Über 21.000 Fälle häuslicher Gewalt mit rund 11.000 Beschuldigten registrierte die Schweiz im Jahr 2024 – ein Anstieg um sechs Prozent gegenüber dem Vorjahr. Doch eine aktuelle Auswertung der polizeilichen Kriminalstatistik offenbart eine Realität, die politisch offenkundig unerwünscht ist: Ausländische Frauen werden häufiger wegen häuslicher Gewalt beschuldigt als Schweizer Männer, wie der Blick berichtet .

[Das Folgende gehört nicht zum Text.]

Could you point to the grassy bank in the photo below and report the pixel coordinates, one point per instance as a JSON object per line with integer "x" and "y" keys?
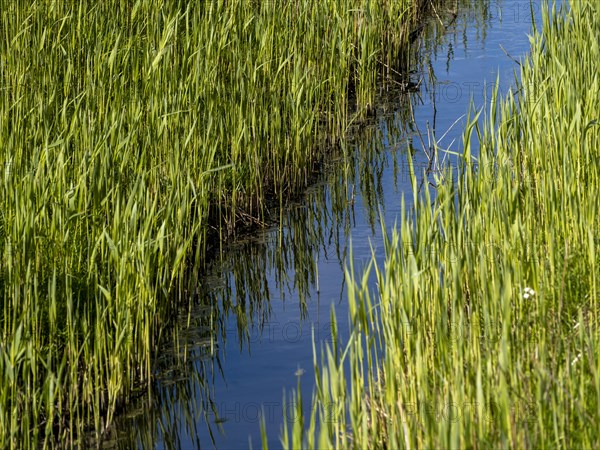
{"x": 484, "y": 329}
{"x": 127, "y": 130}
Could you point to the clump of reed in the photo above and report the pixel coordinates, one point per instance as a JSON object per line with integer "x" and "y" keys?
{"x": 126, "y": 130}
{"x": 484, "y": 329}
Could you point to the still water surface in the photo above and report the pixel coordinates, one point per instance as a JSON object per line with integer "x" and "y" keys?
{"x": 272, "y": 293}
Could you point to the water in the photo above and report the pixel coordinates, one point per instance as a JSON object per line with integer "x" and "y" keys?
{"x": 273, "y": 293}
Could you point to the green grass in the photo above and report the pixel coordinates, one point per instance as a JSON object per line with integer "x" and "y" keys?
{"x": 453, "y": 350}
{"x": 127, "y": 131}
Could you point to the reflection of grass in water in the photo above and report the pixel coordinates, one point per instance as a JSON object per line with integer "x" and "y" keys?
{"x": 501, "y": 351}
{"x": 126, "y": 129}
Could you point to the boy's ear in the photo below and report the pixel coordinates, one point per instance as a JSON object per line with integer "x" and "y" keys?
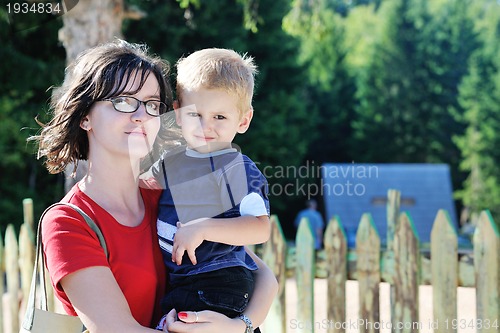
{"x": 85, "y": 124}
{"x": 245, "y": 121}
{"x": 177, "y": 112}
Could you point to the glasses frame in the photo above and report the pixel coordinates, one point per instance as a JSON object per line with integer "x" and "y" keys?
{"x": 112, "y": 100}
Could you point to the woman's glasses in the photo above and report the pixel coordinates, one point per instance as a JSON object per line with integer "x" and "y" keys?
{"x": 129, "y": 104}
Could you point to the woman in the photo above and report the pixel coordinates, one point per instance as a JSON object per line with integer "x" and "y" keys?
{"x": 107, "y": 112}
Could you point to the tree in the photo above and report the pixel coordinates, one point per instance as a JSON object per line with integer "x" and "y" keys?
{"x": 480, "y": 98}
{"x": 280, "y": 131}
{"x": 411, "y": 84}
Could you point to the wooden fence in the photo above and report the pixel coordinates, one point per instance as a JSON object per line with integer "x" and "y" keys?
{"x": 400, "y": 265}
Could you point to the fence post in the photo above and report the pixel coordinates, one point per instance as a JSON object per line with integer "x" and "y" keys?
{"x": 305, "y": 272}
{"x": 335, "y": 242}
{"x": 12, "y": 274}
{"x": 444, "y": 265}
{"x": 274, "y": 255}
{"x": 406, "y": 277}
{"x": 368, "y": 268}
{"x": 393, "y": 210}
{"x": 487, "y": 271}
{"x": 28, "y": 213}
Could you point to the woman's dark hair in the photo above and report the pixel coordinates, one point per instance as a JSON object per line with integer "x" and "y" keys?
{"x": 98, "y": 73}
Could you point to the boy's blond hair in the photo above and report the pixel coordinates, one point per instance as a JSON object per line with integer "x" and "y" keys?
{"x": 216, "y": 68}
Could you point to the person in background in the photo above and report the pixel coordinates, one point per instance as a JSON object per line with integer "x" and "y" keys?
{"x": 315, "y": 219}
{"x": 215, "y": 199}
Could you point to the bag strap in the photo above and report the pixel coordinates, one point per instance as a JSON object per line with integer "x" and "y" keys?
{"x": 39, "y": 268}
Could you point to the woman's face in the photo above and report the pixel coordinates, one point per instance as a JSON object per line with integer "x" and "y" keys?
{"x": 118, "y": 134}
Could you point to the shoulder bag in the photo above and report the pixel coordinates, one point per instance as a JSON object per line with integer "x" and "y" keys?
{"x": 40, "y": 319}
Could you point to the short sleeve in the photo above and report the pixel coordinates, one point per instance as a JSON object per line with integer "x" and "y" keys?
{"x": 242, "y": 178}
{"x": 69, "y": 244}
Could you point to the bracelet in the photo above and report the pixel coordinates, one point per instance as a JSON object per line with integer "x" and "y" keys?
{"x": 247, "y": 322}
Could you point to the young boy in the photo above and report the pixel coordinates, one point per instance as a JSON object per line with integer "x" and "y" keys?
{"x": 215, "y": 199}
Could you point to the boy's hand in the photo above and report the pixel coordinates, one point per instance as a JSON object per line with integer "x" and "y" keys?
{"x": 187, "y": 239}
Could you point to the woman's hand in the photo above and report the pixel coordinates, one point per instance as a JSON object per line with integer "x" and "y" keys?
{"x": 202, "y": 322}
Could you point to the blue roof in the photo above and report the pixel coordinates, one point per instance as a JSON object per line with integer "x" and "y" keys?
{"x": 349, "y": 190}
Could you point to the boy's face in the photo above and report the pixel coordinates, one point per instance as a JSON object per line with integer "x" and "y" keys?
{"x": 210, "y": 119}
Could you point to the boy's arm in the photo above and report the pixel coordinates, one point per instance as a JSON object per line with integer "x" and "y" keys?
{"x": 239, "y": 231}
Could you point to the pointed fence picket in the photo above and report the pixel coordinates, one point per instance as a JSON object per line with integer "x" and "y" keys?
{"x": 401, "y": 264}
{"x": 336, "y": 261}
{"x": 368, "y": 268}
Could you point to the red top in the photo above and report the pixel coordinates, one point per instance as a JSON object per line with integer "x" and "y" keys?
{"x": 134, "y": 255}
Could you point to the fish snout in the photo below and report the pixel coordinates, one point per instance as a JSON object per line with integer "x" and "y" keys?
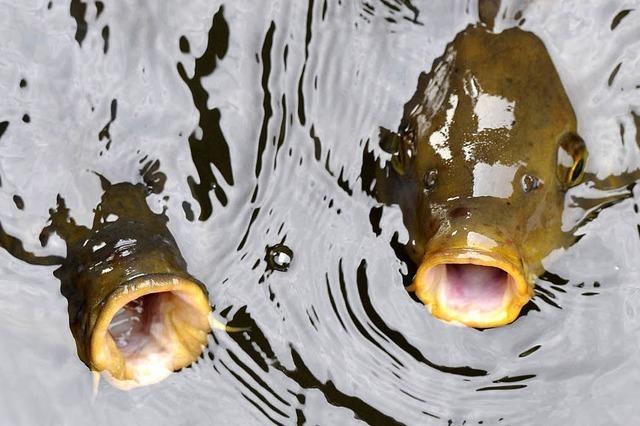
{"x": 473, "y": 287}
{"x": 149, "y": 327}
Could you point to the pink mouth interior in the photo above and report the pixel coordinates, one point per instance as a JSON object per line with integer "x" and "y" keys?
{"x": 472, "y": 287}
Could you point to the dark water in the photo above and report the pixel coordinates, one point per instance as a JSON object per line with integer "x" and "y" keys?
{"x": 257, "y": 113}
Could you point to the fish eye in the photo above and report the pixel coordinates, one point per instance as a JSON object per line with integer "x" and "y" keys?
{"x": 572, "y": 157}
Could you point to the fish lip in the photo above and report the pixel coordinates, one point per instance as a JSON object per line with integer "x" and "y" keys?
{"x": 104, "y": 356}
{"x": 509, "y": 263}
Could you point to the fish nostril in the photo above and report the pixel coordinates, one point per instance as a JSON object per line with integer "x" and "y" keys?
{"x": 430, "y": 179}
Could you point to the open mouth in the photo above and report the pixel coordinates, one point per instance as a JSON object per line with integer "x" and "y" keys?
{"x": 474, "y": 291}
{"x": 149, "y": 330}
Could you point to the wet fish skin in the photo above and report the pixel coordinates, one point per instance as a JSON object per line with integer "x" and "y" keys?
{"x": 128, "y": 252}
{"x": 484, "y": 154}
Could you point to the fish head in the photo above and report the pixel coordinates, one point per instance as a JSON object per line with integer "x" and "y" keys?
{"x": 490, "y": 141}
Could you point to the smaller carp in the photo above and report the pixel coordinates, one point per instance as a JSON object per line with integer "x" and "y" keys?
{"x": 135, "y": 312}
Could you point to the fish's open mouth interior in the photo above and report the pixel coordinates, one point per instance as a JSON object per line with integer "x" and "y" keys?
{"x": 152, "y": 335}
{"x": 471, "y": 294}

Konkret liegt die sogenannte Belastungsrate bei ausländischen Frauen bei 13,2 Beschuldigten pro 10.000 Einwohner. Schweizer Männer kommen lediglich auf 12,6. Noch deutlicher fällt der Unterschied bei den Männern insgesamt aus: Ausländische Männer erreichen eine Quote von 33,3, Schweizer Männer nur 12,6. Schweizerinnen liegen mit 4,4 abgeschlagen am unteren Ende.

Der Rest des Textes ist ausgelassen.